Characterizing Prodrome (Premonitory Phase) in Migraine: Results From the PRODROME Trial Screening Period
Todd J. Schwedt1, Richard B. Lipton2, Peter J. Goadsby3, Chia-Chun Chiang1, Brad Klein4, Chengcheng Liu5, Sung Yun Yu5, Lawrence Severt5, Michelle Finnegan5, Joel M. Trugman5
1Mayo Clinic, 2Albert Einstein College of Medicine, 3King's College and University of California Los Angeles, 4Thomas Jefferson, 5AbbVie
Objective:
Characterize prodromal (premonitory) symptoms and time to onset of headache in people with migraine who stated they could identify attacks with prodromal symptoms reliably followed by headache.
Background:
The PRODROME trial assessed the efficacy, safety, and tolerability of ubrogepant vs placebo in preventing the onset of moderate or severe headache when administered during the prodrome. The screening period was used to characterize prodromal symptoms and identify eligible participants. 
Design/Methods:

The PRODROME (NCT04492020) trial enrolled adults with 2-8 migraine attacks per month who stated that they could identify migraine attacks with prodromal symptoms reliably followed by headache. Using an e-diary, participants reported “qualifying prodrome events,” defined as a migraine attack with prodromal symptoms in which the participant was confident a headache would follow within 1-6 hours. Here, we report the common prodromal symptoms, the proportion of qualifying prodrome events followed by a headache, time to onset of headache, and the percentage of participants who identified prodromal symptoms that were followed by headache ≥75% of the time.

Results:
A total of 920 participants entered e-diary data, with a mean (median) of 5.2 (5.0) qualifying prodrome events reported per participant. Of 4802 qualifying prodrome events, the most common symptoms were sensitivity to light (57.2%), fatigue (50.1%), neck pain (41.9%), sensitivity to sound (33.9%), and dizziness (27.8%). The majority (95.1%) of qualifying prodrome events were followed by a headache within 24 hours; 90.5% were followed by a headache within 6 hours; and 81.5% within 1-6 hours.
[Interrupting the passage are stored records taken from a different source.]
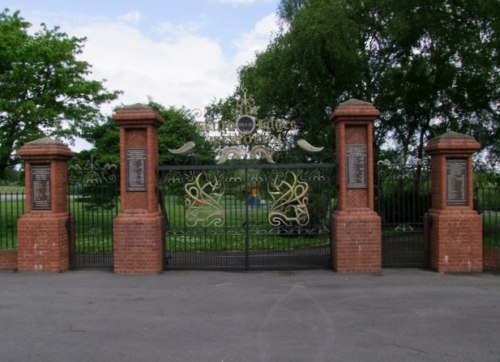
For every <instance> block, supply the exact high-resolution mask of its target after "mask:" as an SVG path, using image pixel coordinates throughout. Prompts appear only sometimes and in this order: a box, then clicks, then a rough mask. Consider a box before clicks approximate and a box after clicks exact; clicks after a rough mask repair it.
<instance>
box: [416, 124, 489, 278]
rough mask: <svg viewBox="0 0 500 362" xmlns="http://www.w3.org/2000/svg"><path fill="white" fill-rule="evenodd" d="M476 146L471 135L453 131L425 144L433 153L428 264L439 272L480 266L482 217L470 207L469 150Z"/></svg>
mask: <svg viewBox="0 0 500 362" xmlns="http://www.w3.org/2000/svg"><path fill="white" fill-rule="evenodd" d="M479 149H480V144H479V143H478V142H477V141H476V140H475V139H474V138H472V137H470V136H466V135H463V134H460V133H456V132H448V133H445V134H443V135H441V136H439V137H436V138H433V139H432V140H430V141H429V143H428V144H427V146H426V147H425V151H426V152H427V153H428V154H430V155H431V156H432V160H431V171H432V208H431V209H430V211H429V213H428V216H430V223H429V225H428V227H429V230H428V235H429V237H430V264H431V267H432V268H433V269H435V270H437V271H439V272H442V273H448V272H479V271H482V268H483V260H482V257H483V254H482V253H483V240H482V226H483V224H482V218H481V216H480V215H479V214H478V213H477V212H476V211H475V210H474V209H473V200H474V184H473V170H472V154H473V153H474V152H476V151H479Z"/></svg>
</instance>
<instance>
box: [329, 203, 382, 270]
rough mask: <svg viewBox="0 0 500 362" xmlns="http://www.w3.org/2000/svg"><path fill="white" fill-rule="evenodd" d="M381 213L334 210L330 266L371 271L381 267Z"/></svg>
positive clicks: (381, 254)
mask: <svg viewBox="0 0 500 362" xmlns="http://www.w3.org/2000/svg"><path fill="white" fill-rule="evenodd" d="M381 237H382V235H381V223H380V217H379V216H378V215H377V214H376V213H374V212H363V213H356V215H353V214H348V213H335V215H334V217H333V240H334V244H333V252H334V255H333V266H334V269H335V270H336V271H337V272H341V273H374V272H379V271H380V270H381V264H382V250H381V248H382V246H381V242H380V241H381Z"/></svg>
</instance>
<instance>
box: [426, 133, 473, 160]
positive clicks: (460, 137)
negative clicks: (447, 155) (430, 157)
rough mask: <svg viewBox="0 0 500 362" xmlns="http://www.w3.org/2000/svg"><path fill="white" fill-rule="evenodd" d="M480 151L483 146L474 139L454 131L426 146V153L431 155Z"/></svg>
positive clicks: (468, 136)
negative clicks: (454, 131)
mask: <svg viewBox="0 0 500 362" xmlns="http://www.w3.org/2000/svg"><path fill="white" fill-rule="evenodd" d="M480 149H481V144H480V143H479V142H477V141H476V139H475V138H474V137H472V136H469V135H465V134H462V133H458V132H453V131H450V132H446V133H444V134H442V135H441V136H438V137H435V138H433V139H431V140H430V141H429V142H428V143H427V145H426V146H425V152H427V153H428V154H430V155H433V154H440V153H441V154H442V153H446V154H453V153H462V154H463V153H474V152H477V151H479V150H480Z"/></svg>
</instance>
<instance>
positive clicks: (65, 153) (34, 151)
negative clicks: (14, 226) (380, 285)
mask: <svg viewBox="0 0 500 362" xmlns="http://www.w3.org/2000/svg"><path fill="white" fill-rule="evenodd" d="M18 155H19V156H20V157H21V158H22V159H23V160H24V161H25V170H26V181H25V185H26V213H25V214H24V215H23V216H22V217H21V218H19V220H18V223H17V233H18V234H17V235H18V241H17V268H18V270H19V271H36V272H41V271H44V272H45V271H46V272H63V271H65V270H68V269H69V244H70V240H69V235H68V230H69V228H68V226H69V213H68V202H67V194H68V173H67V170H68V168H67V162H68V160H69V159H70V158H71V157H72V156H73V152H71V150H70V149H69V148H68V147H67V146H66V145H64V144H62V143H61V142H58V141H54V140H51V139H50V138H43V139H40V140H37V141H33V142H29V143H27V144H26V145H24V146H23V147H21V149H20V150H19V151H18ZM34 165H48V166H49V167H50V207H49V208H48V210H36V209H33V207H32V206H33V189H32V180H31V170H32V166H34Z"/></svg>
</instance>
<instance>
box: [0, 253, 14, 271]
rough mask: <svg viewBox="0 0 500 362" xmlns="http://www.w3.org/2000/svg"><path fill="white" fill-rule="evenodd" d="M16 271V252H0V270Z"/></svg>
mask: <svg viewBox="0 0 500 362" xmlns="http://www.w3.org/2000/svg"><path fill="white" fill-rule="evenodd" d="M15 269H17V250H0V270H15Z"/></svg>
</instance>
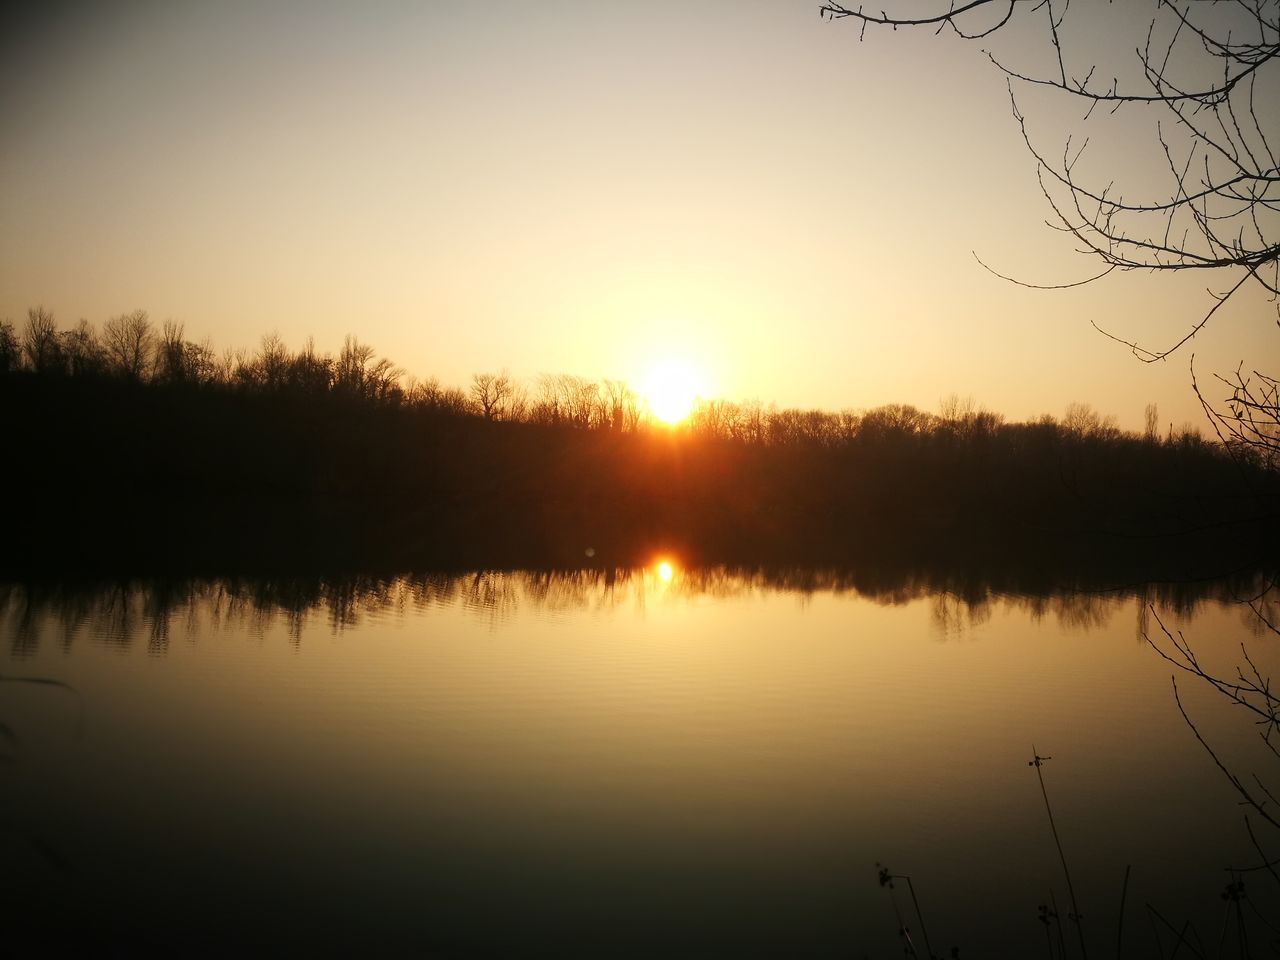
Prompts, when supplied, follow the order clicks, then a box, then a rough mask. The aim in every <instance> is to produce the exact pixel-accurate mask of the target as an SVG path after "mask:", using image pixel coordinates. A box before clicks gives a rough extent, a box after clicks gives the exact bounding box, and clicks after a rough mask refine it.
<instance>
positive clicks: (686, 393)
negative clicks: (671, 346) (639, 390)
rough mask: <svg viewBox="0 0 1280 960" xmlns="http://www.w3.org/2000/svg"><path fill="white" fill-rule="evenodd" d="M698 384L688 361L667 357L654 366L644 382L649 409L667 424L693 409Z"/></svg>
mask: <svg viewBox="0 0 1280 960" xmlns="http://www.w3.org/2000/svg"><path fill="white" fill-rule="evenodd" d="M700 393H701V385H700V383H699V380H698V376H695V374H694V371H692V370H691V369H690V367H689V365H687V364H684V362H680V361H667V362H664V364H660V365H658V366H655V367H654V369H653V371H652V372H650V374H649V376H648V378H646V379H645V383H644V397H645V401H646V402H648V404H649V411H650V412H652V413H653V415H654V417H657V419H658V420H660V421H662V422H664V424H667V425H668V426H675V425H676V424H678V422H680V421H682V420H685V419H686V417H687V416H689V415H690V413H692V412H694V407H695V406H696V403H698V397H699V394H700Z"/></svg>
For each participant, a mean (median) of 84.4% (100%) of their qualifying prodrome events were followed by a headache within 1-6 hours, with 76.9% of participants identifying qualifying prodrome events that were followed by headache within 1-6 hours ≥75% of the time.
Conclusions:
Participants were able to identify migraine attacks in which prodromal symptoms were reliably followed by headache within 1-6 hours.